Swine flu grips northern and western India

BMJ 2013; 346 doi: (Published 19 March 2013) Cite this as: BMJ 2013;346:f1802
  1. Soumyadeep Bhaumik
  1. 1Kolkata

The Indian government, which in mid-February rolled out an emergency plan to tackle the outbreak of H1N1 influenza,1 now seems to be struggling to contain the disease.

In spite of preventive measures and the presence of rapid response teams in various states, the H1N1 virus continues to spread unabated in northern and western India and is currently affecting thousands of people in Delhi, Gujarat, Rajasthan, and Haryana.

The latest figures released through the Press Information Bureau by the Ministry of Health and Family Welfare show that nationally between 1 January and 24 February a total of 2267 cases of swine flu were confirmed by laboratory testing and that 254 people had died from the disease.2

Delhi had the most cases (759), while Rajasthan had a particularly high death rate, as that state had the highest number of deaths (105) to 24 February, despite having a lower incidence of swine flu than Delhi.

The outbreak seems to be getting worse, with new cases being reported every day. Delhi has now reported 1351 cases and 18 deaths.

Dinkar Raval, deputy director (epidemic) and the nodal officer of swine flu in Gujarat, told the BMJ that up to 15 March his state had seen 533 cases and 105 deaths in the current outbreak. However, by 18 March the death toll in Gujarat had risen to 118, with the number of cases increasing to 633. The death toll is the second highest in the country, after Rajasthan, where the epidemic has killed 130 people.

In Gujarat a high proportion of cases and deaths have been reported from the cities of Rajkot and Jamnagar, and among the deaths in the state women made up a disproportionate number. The Gujarat Assembly witnessed turmoil over the issue of swine flu, with opposition leaders demanding an adjournment.

The mortality rate is higher in the current outbreak than that in 2009. Although scientists at Pune’s National Institute of Virology have seen genetic mutations in the samples of the H1N1 virus, particularly at the D97N and K283 amino acid positions of the virus’s haemagglutinin gene, these were not thought to be the cause of the high mortality.
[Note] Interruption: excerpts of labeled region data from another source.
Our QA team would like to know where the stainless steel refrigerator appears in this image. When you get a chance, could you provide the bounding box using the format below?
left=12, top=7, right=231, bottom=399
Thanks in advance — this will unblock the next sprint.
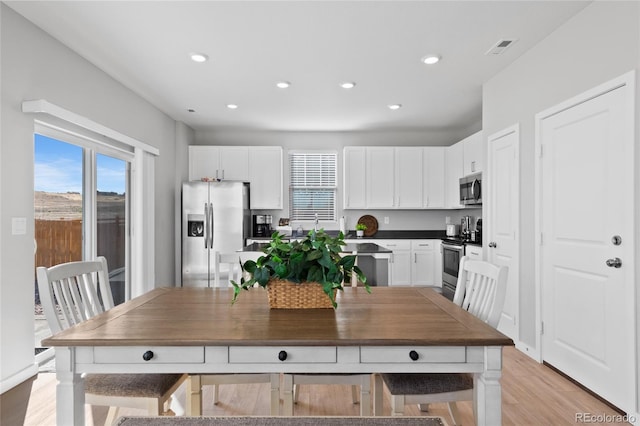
left=182, top=182, right=251, bottom=287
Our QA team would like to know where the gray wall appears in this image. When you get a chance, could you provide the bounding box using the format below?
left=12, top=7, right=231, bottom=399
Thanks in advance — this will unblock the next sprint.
left=0, top=4, right=182, bottom=387
left=482, top=2, right=640, bottom=356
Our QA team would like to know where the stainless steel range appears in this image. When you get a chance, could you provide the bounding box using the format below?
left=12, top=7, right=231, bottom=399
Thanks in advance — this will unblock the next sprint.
left=442, top=238, right=465, bottom=300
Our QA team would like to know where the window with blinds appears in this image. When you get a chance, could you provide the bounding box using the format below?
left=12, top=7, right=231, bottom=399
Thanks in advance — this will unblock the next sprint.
left=289, top=152, right=338, bottom=221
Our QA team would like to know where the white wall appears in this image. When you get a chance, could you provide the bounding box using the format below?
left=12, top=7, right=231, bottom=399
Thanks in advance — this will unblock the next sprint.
left=196, top=127, right=482, bottom=230
left=482, top=1, right=640, bottom=358
left=0, top=4, right=182, bottom=391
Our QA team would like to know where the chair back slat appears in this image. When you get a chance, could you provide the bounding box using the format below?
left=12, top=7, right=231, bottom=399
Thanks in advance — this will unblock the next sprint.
left=453, top=256, right=508, bottom=328
left=37, top=257, right=113, bottom=333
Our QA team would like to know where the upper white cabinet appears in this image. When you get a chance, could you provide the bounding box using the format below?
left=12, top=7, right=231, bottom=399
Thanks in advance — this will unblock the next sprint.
left=343, top=146, right=444, bottom=209
left=189, top=145, right=249, bottom=181
left=422, top=146, right=446, bottom=209
left=445, top=143, right=464, bottom=209
left=343, top=146, right=367, bottom=209
left=365, top=147, right=395, bottom=209
left=189, top=145, right=283, bottom=210
left=249, top=146, right=283, bottom=210
left=460, top=131, right=484, bottom=176
left=395, top=147, right=424, bottom=209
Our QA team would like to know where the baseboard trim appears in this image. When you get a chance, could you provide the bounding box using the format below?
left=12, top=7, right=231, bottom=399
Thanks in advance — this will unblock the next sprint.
left=0, top=363, right=38, bottom=394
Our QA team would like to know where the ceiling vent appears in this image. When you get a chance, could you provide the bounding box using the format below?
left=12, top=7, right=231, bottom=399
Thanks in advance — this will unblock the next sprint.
left=485, top=38, right=517, bottom=55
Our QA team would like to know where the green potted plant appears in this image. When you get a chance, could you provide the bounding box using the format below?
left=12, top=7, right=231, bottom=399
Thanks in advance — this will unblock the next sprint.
left=231, top=229, right=371, bottom=308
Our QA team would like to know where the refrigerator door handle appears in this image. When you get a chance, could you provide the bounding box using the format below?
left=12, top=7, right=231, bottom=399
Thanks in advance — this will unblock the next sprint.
left=209, top=203, right=213, bottom=248
left=204, top=203, right=209, bottom=249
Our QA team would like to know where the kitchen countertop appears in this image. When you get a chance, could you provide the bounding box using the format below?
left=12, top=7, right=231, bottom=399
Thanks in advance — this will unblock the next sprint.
left=242, top=243, right=392, bottom=254
left=251, top=229, right=447, bottom=241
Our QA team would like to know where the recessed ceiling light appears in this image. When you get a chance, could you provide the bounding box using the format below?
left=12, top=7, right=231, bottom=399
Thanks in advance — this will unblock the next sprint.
left=422, top=55, right=440, bottom=65
left=189, top=53, right=209, bottom=62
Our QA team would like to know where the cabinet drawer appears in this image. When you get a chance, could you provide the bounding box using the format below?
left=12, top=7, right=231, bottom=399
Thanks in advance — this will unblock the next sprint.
left=93, top=346, right=204, bottom=364
left=375, top=240, right=411, bottom=251
left=360, top=346, right=466, bottom=364
left=411, top=240, right=436, bottom=250
left=229, top=346, right=338, bottom=364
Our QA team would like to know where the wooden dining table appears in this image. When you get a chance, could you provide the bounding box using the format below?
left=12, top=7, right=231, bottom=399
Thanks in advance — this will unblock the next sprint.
left=43, top=287, right=513, bottom=426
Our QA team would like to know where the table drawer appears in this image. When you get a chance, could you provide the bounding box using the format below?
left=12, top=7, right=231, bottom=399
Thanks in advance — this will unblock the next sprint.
left=360, top=346, right=466, bottom=364
left=229, top=346, right=338, bottom=364
left=93, top=346, right=204, bottom=364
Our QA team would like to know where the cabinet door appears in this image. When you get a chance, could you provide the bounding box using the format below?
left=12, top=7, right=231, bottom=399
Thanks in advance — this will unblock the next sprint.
left=395, top=147, right=423, bottom=209
left=445, top=142, right=463, bottom=209
left=366, top=147, right=395, bottom=209
left=342, top=146, right=367, bottom=209
left=218, top=146, right=253, bottom=182
left=249, top=146, right=283, bottom=210
left=189, top=145, right=220, bottom=180
left=422, top=146, right=446, bottom=209
left=462, top=131, right=484, bottom=176
left=411, top=240, right=436, bottom=286
left=375, top=240, right=411, bottom=285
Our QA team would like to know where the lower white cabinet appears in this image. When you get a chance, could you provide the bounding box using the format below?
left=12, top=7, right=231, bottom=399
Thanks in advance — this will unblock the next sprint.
left=464, top=244, right=482, bottom=260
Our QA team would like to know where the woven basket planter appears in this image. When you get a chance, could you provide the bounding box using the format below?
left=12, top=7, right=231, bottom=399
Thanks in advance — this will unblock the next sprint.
left=267, top=279, right=336, bottom=309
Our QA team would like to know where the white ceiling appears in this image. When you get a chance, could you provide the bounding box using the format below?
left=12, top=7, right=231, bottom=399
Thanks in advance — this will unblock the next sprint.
left=5, top=1, right=589, bottom=131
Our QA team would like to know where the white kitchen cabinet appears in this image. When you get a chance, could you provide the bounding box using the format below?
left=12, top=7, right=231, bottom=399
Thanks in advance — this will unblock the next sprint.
left=343, top=146, right=367, bottom=209
left=372, top=239, right=442, bottom=287
left=365, top=147, right=395, bottom=209
left=411, top=240, right=440, bottom=286
left=248, top=146, right=283, bottom=210
left=395, top=147, right=424, bottom=209
left=422, top=146, right=446, bottom=209
left=460, top=131, right=484, bottom=176
left=464, top=244, right=483, bottom=260
left=374, top=240, right=411, bottom=286
left=189, top=145, right=249, bottom=181
left=445, top=143, right=464, bottom=209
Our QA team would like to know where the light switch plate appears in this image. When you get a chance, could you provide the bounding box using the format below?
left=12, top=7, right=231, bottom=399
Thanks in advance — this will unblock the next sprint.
left=11, top=217, right=27, bottom=235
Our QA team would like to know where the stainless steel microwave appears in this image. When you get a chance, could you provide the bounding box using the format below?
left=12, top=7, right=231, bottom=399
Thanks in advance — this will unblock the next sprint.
left=460, top=173, right=482, bottom=206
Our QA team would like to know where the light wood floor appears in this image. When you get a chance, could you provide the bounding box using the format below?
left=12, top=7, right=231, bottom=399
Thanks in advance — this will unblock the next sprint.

Raval told the media that “the government has enough stock of Tamiflu in various dispensaries and in various medical store outlets.”3

However, given doubts about the safety and efficacy of Tamiflu arising from the lack of availability of clinical trial data, as highlighted in the BMJ’s open data campaign ( doctors are sceptical about using the drug.

Because patients were dying it was now important “to remove doubts from physicians about the drug by making available to them data which have been hidden,” a clinician from Delhi, who wished to remain anonymous, told the BMJ.